Tackling Tag Sprawl: Crawl Budget, Duplicate Content, and User-Generated Content

Author: Russ Jones / Source: Moz Alright, so here's the situation. You have a million-product website. Your competitors have a lot of the

Author: Russ Jones / Source: Moz

Alright, so here’s the situation. You have a million-product website. Your competitors have a lot of the same products. You need unique content. What do you do? The same thing everyone does — you turn to user-generated content. Problem solved, right?

User-generated content (UGC) can be an incredibly valuable source of content and organization, helping you build natural language descriptions and human-driven organization of site content. One common feature used by sites to take advantage of user-created content are tags, found everywhere from e-commerce sites to blogs. Webmasters can leverage tags to power site search, create taxonomies and categories of products for browsing, and to provide rich descriptions of site content.

This is a logical and practical approach, but can cause intractable SEO problems if left unchecked. For mega-sites, manually moderating millions of user-submitted tags can be cumbersome (if not wholly impossible). Leaving tags unchecked, though, can create massive problems with thin content, duplicate content, and general content sprawl. In our case study below, three technical SEOs from different companies joined forces to solve a massive tag sprawl problem. The project was led by Jacob Bohall, VP of Marketing at Hive Digital, while computational statistics services were provided by J.R. Oakes of Adapt Partners and Russ Jones of Moz. Let’s dive in.

What is tag sprawl?

We define tag sprawl as the unchecked growth of unique, user-contributed tags resulting in a large amount of near-duplicate pages and unnecessary crawl space. Tag sprawl generates URLs likely to be classified as doorway pages, pages appearing to exist only for the purpose of building an index across an exhaustive array of keywords. You’ve probably seen this in its most basic form in the tagging of posts across blogs, which is why most SEOs recommend a blanket “noindex, follow” across tag pages in WordPress sites. This simple approach can be an effective solution for small blog sites, but is not often the solution for major e-commerce sites that rely more heavily on tags for categorizing products.

The three following tag clouds represent a list of user-generated terms associated with different stock photos. Note: User behavior is generally to place as many tags as possible in an attempt to ensure maximum exposure for their products.
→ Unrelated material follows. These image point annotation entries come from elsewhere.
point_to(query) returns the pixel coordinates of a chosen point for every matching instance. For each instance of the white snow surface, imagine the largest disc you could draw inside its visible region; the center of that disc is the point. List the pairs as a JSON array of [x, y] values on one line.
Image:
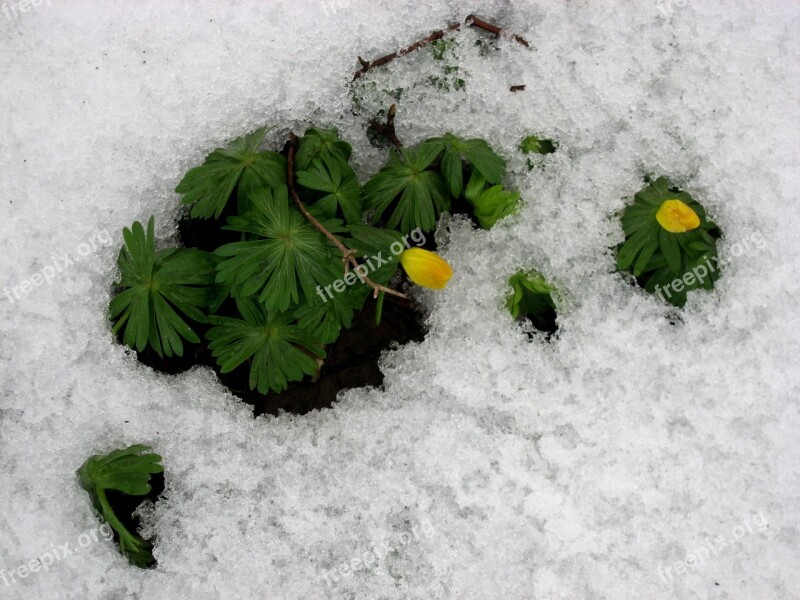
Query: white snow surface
[[631, 457]]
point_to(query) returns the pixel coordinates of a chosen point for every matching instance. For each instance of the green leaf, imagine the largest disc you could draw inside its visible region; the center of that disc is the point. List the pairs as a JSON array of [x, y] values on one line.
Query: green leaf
[[494, 204], [644, 257], [286, 255], [157, 290], [418, 194], [126, 471], [323, 144], [278, 350], [670, 250], [534, 145], [475, 187], [340, 185], [375, 246], [210, 186], [531, 297], [479, 155], [452, 171], [379, 308]]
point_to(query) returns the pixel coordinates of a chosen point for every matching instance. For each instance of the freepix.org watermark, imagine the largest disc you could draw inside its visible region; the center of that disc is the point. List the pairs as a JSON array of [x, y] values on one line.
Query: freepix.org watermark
[[56, 554], [376, 553], [697, 558], [701, 271], [13, 9], [362, 271], [57, 265]]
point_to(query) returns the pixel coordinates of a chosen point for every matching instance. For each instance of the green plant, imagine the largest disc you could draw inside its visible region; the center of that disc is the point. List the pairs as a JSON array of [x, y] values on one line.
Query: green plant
[[157, 289], [531, 298], [288, 265], [668, 239], [126, 471]]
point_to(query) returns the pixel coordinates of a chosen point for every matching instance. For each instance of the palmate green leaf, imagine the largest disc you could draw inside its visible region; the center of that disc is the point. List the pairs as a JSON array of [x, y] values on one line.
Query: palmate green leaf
[[159, 289], [321, 144], [278, 349], [477, 153], [331, 313], [376, 248], [658, 257], [535, 145], [475, 187], [127, 471], [417, 193], [338, 181], [531, 296], [209, 186], [287, 255], [494, 204]]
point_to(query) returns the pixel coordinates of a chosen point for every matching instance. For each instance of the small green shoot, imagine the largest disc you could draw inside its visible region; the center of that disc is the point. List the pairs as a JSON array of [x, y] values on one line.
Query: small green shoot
[[127, 471]]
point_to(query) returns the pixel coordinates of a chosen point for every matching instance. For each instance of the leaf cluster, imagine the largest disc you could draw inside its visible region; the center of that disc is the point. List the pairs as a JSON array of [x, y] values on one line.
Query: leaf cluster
[[125, 471], [270, 297], [419, 183], [657, 257], [531, 297]]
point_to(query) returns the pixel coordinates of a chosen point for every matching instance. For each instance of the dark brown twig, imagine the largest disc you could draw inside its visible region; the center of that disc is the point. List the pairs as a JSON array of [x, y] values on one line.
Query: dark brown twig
[[387, 129], [471, 21], [348, 255], [474, 21]]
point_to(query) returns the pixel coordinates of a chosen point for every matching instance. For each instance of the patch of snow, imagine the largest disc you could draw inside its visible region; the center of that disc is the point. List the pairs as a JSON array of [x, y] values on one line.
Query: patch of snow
[[630, 458]]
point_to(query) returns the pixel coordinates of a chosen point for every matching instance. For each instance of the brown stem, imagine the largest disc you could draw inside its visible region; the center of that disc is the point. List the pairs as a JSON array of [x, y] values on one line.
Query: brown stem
[[348, 255], [471, 21], [474, 21], [387, 129]]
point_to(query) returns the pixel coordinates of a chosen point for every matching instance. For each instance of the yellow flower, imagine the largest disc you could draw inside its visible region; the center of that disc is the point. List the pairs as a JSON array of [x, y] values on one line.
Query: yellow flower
[[426, 268], [677, 217]]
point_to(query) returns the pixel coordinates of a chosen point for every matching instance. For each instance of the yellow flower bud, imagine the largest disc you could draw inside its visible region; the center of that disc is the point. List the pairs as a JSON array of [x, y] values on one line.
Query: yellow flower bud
[[676, 217], [426, 268]]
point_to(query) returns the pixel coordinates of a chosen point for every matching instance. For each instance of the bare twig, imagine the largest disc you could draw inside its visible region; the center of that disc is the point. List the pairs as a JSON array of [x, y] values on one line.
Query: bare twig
[[348, 255], [474, 21], [387, 129], [471, 21]]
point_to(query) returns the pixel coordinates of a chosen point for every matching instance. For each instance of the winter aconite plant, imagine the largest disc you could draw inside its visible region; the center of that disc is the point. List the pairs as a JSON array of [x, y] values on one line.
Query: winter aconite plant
[[531, 298], [294, 248], [670, 245], [125, 471]]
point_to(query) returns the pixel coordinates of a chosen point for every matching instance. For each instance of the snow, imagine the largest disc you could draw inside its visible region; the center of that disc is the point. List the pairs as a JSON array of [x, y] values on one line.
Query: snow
[[630, 458]]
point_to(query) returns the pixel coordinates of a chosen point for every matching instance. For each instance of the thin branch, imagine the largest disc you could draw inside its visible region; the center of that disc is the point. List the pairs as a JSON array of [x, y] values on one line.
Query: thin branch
[[348, 255], [474, 21], [387, 129], [471, 21]]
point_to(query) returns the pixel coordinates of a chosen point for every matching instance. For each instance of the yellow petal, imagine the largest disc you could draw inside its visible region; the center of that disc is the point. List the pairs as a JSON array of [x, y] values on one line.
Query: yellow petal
[[677, 217], [426, 268]]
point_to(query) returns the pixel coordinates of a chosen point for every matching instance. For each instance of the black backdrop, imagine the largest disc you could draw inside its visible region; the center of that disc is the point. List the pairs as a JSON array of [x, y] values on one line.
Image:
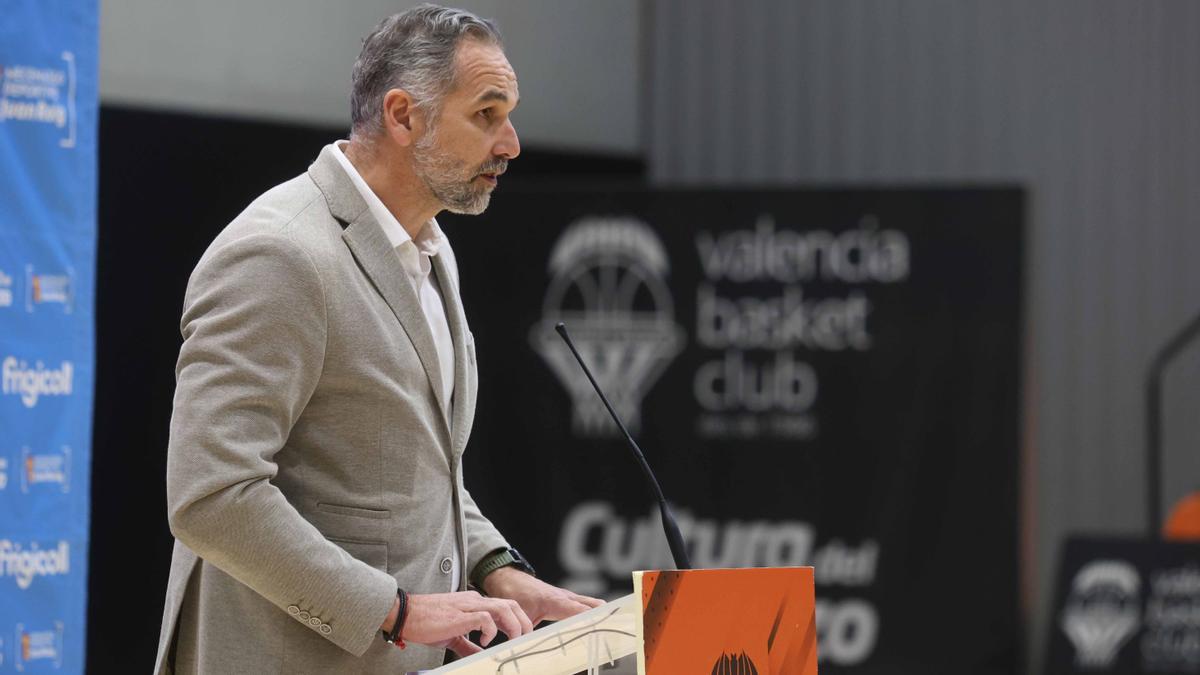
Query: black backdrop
[[168, 183], [819, 376]]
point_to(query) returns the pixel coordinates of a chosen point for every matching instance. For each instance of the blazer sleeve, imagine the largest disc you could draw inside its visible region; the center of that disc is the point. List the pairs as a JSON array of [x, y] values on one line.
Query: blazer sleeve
[[255, 330], [483, 537]]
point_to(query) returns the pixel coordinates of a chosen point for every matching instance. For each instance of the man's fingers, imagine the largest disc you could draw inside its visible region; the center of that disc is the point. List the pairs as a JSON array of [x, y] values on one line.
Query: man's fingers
[[526, 622], [462, 646], [588, 601], [505, 619], [485, 625]]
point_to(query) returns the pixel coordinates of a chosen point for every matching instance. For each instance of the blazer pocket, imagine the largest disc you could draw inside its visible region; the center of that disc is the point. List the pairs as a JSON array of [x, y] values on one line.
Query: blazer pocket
[[357, 512], [371, 553]]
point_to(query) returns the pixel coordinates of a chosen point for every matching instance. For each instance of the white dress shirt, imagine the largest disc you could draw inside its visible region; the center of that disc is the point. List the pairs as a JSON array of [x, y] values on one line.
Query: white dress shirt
[[414, 258]]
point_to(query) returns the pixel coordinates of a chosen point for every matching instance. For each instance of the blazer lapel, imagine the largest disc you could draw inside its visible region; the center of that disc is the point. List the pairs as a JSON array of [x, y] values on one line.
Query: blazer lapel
[[373, 251], [463, 393]]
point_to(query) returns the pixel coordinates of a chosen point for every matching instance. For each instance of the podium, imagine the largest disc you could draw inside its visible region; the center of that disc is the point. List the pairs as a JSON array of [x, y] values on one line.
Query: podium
[[755, 621]]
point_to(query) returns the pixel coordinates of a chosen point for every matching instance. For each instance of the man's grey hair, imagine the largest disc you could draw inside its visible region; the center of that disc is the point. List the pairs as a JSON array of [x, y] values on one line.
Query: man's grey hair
[[413, 51]]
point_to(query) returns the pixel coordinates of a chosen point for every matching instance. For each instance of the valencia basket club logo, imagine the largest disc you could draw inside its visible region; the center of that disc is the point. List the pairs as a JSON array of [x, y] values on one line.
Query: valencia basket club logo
[[1103, 611], [735, 664], [609, 286]]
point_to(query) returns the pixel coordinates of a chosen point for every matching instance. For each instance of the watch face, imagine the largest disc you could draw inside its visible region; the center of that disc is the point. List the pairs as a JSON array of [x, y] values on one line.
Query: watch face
[[521, 562]]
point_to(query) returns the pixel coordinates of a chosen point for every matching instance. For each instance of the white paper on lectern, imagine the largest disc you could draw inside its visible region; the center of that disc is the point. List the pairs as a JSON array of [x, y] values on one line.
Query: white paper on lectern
[[582, 643]]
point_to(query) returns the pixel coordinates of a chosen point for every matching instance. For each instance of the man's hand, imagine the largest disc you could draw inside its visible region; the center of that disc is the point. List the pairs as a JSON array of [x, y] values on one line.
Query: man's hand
[[443, 620], [539, 599]]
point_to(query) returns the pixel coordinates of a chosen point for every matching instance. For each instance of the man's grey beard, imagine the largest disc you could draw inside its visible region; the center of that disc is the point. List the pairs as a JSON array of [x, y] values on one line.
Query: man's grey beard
[[449, 180]]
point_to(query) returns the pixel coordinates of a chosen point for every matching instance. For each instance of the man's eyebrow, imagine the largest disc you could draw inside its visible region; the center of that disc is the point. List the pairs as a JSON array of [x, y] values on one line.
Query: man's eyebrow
[[492, 95]]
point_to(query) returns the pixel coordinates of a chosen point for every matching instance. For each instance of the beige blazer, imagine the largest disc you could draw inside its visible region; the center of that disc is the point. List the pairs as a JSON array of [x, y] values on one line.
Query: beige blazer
[[311, 467]]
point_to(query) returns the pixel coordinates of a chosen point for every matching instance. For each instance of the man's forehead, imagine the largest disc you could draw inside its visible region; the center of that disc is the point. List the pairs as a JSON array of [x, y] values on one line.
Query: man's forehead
[[485, 73]]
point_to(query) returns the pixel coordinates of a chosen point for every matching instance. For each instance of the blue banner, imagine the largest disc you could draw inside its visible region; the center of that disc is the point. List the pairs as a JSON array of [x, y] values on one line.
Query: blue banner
[[48, 105]]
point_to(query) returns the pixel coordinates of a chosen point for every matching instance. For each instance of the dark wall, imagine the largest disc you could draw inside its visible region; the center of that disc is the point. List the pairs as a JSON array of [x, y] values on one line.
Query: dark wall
[[168, 183]]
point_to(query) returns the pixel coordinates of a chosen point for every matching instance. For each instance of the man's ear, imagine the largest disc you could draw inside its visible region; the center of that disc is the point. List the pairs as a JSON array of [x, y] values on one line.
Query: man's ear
[[399, 113]]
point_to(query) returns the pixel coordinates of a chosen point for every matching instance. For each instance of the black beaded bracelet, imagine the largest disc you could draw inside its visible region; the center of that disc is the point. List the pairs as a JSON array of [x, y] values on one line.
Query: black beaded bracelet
[[399, 626]]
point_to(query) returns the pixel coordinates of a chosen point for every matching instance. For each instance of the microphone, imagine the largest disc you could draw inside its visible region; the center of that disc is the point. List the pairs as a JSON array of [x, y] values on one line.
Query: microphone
[[675, 539]]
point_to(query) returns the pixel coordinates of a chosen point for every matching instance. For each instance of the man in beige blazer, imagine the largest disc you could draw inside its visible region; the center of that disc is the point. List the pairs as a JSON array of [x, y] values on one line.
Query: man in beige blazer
[[327, 386]]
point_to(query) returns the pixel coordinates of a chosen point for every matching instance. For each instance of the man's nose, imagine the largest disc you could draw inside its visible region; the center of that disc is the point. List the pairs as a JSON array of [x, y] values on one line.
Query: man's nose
[[508, 145]]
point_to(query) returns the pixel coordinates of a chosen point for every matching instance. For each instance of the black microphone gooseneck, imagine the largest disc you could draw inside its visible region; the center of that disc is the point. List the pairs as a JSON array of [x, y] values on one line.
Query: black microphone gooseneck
[[1155, 422], [675, 539]]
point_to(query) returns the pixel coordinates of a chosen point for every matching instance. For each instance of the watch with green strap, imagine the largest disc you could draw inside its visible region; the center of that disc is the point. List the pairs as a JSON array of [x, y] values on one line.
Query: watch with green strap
[[496, 560]]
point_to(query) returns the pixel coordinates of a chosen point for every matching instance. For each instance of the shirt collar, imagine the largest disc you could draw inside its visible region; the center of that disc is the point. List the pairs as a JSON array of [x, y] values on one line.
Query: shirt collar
[[430, 239]]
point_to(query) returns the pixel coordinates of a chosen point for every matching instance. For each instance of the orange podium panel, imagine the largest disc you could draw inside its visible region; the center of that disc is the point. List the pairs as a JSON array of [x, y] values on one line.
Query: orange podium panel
[[727, 621]]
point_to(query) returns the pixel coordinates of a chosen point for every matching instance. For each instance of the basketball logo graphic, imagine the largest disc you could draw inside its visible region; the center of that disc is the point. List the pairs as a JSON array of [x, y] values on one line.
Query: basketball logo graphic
[[1103, 611], [609, 286]]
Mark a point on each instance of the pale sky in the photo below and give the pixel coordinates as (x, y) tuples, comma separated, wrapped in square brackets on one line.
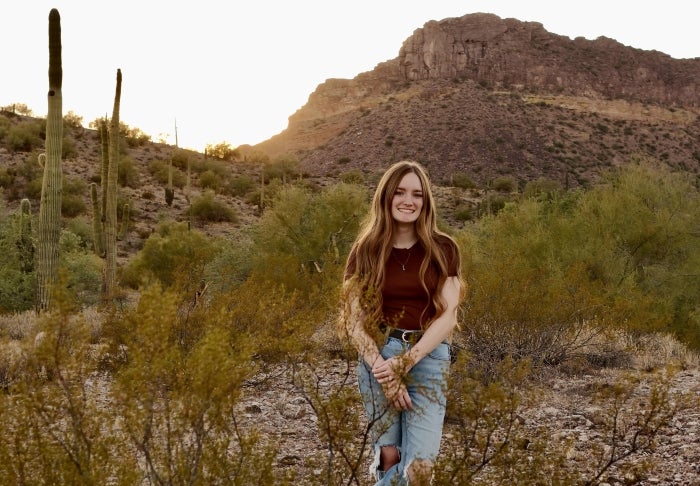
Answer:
[(235, 70)]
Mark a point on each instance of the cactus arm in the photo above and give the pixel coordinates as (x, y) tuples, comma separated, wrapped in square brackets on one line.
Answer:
[(110, 228), (49, 226)]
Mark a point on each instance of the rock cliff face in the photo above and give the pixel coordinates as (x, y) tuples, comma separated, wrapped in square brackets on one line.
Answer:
[(514, 54), (510, 54), (491, 96)]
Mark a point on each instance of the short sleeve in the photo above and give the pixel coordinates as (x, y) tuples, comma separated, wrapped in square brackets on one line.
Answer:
[(452, 256)]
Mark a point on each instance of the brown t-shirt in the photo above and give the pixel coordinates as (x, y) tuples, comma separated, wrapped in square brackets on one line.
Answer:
[(403, 296)]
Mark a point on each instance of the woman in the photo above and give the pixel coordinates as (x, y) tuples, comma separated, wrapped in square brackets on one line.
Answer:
[(401, 294)]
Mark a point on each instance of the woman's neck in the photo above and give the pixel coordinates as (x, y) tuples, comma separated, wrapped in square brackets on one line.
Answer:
[(404, 237)]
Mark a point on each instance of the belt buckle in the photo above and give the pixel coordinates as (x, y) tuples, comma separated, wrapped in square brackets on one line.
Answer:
[(405, 339)]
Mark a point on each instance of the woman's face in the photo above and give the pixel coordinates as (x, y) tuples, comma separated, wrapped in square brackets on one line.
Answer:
[(407, 202)]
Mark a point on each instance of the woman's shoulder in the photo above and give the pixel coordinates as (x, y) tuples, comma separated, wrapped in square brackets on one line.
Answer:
[(446, 243)]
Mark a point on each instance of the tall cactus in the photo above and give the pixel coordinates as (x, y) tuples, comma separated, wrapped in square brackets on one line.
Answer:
[(97, 236), (25, 245), (49, 228), (104, 139), (110, 227), (125, 221)]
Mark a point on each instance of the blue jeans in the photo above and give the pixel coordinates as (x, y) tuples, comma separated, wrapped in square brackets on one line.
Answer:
[(416, 433)]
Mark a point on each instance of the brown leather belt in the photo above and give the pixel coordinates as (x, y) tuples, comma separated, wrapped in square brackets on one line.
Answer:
[(407, 336)]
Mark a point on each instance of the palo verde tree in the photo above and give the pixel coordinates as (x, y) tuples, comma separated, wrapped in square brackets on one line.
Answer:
[(49, 227)]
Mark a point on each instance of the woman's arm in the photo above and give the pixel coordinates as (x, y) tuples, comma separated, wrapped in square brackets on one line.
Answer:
[(441, 327), (392, 369)]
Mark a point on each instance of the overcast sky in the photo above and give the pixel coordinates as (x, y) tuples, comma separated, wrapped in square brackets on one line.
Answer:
[(235, 71)]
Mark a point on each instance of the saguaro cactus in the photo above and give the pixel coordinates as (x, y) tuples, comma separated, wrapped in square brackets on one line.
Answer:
[(49, 227), (97, 236), (125, 221), (25, 245), (110, 227)]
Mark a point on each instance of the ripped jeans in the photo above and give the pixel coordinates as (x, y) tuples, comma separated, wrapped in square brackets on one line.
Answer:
[(416, 433)]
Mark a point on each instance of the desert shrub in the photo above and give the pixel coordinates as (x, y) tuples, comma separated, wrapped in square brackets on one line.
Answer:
[(17, 278), (302, 231), (159, 170), (134, 137), (165, 414), (617, 255), (463, 212), (207, 208), (172, 256), (25, 136), (542, 188), (223, 151), (209, 180), (72, 205), (240, 185), (72, 120), (68, 148), (285, 168)]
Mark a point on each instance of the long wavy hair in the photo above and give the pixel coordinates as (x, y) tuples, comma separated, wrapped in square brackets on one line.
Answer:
[(373, 245)]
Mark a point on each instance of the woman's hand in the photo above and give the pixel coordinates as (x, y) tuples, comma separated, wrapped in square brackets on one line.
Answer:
[(389, 373)]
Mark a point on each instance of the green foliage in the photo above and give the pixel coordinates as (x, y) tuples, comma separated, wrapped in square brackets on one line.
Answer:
[(618, 255), (159, 170), (165, 415), (223, 151), (303, 231), (172, 256), (240, 185), (25, 136), (134, 137), (207, 208), (542, 188), (72, 120), (504, 184), (128, 174), (352, 177), (460, 179), (209, 180), (285, 168), (17, 278)]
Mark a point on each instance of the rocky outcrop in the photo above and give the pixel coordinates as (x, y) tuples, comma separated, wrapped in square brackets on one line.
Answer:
[(514, 54)]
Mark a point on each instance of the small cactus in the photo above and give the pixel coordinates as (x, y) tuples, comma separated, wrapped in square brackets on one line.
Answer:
[(125, 221), (97, 235), (110, 215), (25, 245)]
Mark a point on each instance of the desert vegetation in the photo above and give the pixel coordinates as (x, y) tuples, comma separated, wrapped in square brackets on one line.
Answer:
[(134, 363), (148, 389)]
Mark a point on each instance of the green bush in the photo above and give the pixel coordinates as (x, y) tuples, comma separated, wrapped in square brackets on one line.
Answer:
[(617, 255), (127, 173), (240, 185), (504, 184), (173, 256), (159, 170), (25, 136), (460, 179), (207, 208), (210, 180), (352, 177)]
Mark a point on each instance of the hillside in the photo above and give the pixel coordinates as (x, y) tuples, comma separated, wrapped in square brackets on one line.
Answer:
[(491, 96)]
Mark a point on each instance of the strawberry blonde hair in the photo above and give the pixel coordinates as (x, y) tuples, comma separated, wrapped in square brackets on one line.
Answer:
[(374, 242)]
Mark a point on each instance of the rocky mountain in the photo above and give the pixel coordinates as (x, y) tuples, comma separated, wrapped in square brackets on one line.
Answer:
[(495, 97)]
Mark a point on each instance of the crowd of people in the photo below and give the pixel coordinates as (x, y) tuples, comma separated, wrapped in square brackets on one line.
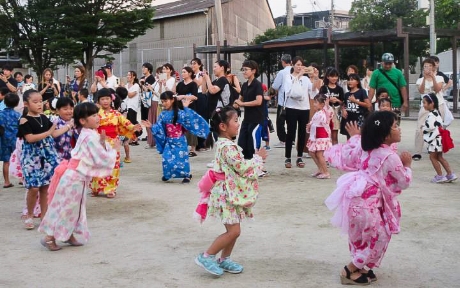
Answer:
[(64, 141)]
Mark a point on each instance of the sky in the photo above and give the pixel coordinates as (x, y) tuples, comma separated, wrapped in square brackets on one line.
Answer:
[(279, 6)]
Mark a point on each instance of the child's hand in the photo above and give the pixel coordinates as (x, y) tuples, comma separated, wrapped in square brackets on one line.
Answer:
[(137, 127), (146, 124), (262, 153), (406, 159), (352, 128), (102, 138)]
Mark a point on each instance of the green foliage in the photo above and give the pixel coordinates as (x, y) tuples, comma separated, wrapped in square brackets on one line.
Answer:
[(48, 33), (372, 15), (269, 62)]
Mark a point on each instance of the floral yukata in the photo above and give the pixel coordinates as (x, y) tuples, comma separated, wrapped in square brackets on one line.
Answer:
[(63, 143), (114, 124), (365, 199), (232, 199), (66, 214), (172, 143)]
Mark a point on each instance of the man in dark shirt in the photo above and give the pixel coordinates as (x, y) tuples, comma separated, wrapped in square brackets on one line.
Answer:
[(7, 80), (219, 89)]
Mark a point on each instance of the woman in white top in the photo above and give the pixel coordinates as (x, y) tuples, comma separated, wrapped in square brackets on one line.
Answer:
[(429, 83), (132, 101), (298, 92)]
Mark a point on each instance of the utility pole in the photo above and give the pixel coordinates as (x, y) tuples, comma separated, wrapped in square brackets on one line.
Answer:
[(432, 30), (289, 13)]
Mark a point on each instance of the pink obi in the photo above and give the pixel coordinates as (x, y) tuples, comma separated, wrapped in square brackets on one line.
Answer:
[(71, 164), (174, 131)]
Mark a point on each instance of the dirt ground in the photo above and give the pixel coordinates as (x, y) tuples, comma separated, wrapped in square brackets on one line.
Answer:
[(146, 237)]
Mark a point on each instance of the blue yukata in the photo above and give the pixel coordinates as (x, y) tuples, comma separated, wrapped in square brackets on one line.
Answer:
[(172, 143), (9, 120)]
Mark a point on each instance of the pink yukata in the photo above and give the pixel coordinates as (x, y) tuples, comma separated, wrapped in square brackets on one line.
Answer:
[(66, 214), (365, 198)]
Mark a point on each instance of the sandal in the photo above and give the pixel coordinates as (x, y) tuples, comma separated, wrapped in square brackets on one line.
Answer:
[(29, 223), (50, 245), (287, 163), (323, 176), (346, 280), (369, 274), (300, 163)]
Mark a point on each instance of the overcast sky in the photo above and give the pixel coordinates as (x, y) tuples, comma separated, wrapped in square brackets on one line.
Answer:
[(279, 6)]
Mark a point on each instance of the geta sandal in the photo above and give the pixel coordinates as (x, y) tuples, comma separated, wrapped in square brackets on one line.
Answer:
[(346, 280), (300, 163), (50, 245), (287, 163)]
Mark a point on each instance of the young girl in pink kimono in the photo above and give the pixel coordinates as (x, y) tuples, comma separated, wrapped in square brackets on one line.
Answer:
[(91, 157), (365, 198)]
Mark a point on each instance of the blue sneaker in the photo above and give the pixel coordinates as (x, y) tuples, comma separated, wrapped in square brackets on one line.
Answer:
[(209, 264), (231, 267)]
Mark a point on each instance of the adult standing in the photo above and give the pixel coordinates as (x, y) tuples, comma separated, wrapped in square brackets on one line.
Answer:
[(132, 102), (251, 98), (188, 89), (202, 101), (278, 85), (393, 80), (219, 89), (7, 80), (298, 92), (112, 81), (78, 82), (428, 83), (47, 88)]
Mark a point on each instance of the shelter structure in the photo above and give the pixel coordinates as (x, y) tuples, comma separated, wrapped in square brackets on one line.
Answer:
[(327, 39)]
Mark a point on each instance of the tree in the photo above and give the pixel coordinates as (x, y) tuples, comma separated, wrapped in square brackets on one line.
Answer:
[(380, 15), (30, 32), (49, 33), (270, 61), (100, 28)]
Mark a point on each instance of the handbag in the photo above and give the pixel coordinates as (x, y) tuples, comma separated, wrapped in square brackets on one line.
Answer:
[(271, 128)]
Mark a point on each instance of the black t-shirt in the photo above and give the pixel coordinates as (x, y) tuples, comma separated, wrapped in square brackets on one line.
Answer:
[(253, 114), (49, 93), (11, 80), (354, 108), (222, 95), (336, 92), (188, 89), (34, 125)]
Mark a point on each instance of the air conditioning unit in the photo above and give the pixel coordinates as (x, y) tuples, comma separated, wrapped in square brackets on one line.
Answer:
[(320, 24)]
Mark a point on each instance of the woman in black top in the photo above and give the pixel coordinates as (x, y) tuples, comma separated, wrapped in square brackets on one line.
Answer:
[(251, 99), (188, 89), (47, 88), (356, 104), (336, 97)]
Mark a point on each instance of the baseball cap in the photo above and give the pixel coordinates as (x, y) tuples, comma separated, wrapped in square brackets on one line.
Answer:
[(388, 58)]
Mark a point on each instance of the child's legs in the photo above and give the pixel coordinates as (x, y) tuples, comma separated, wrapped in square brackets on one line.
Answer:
[(435, 162), (335, 137), (31, 200), (444, 163), (225, 241), (6, 173), (322, 162), (43, 199)]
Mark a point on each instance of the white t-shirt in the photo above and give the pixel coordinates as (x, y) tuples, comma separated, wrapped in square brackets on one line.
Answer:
[(111, 82), (304, 103), (133, 102), (429, 88)]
USS Yorktown, Yorktown, cv, cvs-10, bonhomme richard, revolutionary war-ships, war-ships, naval ship, military ship, attack carriers, patriots point, landmarks, historic boats, essex class aircraft carrier, water, ocean
ship, ships, Yorktown, war boats, Patriot pointe, old war ship, historic landmarks, aircraft carrier, war ship, naval ship, navy ship, see, ocean
Yorktown ship, Warships and aircraft carriers, historic military vessels, the USS Yorktown aircraft carrier

As you can see, each user has generated valuable information for the photos, which we would want to use as a basis for creating indexable taxonomies for related stock images. However, at any type of scale, we have immediate threats of:

Thin content: Only a handful of products share the user-generated tag when a user creates a more specific/defining tag, e.g. “cvs-10”
Duplicate and similar content: Many of these tags will overlap, e.g. “USS Yorktown” vs. “Yorktown,” “ship” vs. “ships,” “cv” vs. “cvs-10,” etc.
Bad content: Created by improper formatting, misspellings, verbose tags, hyphenation, and similar mistakes made by users.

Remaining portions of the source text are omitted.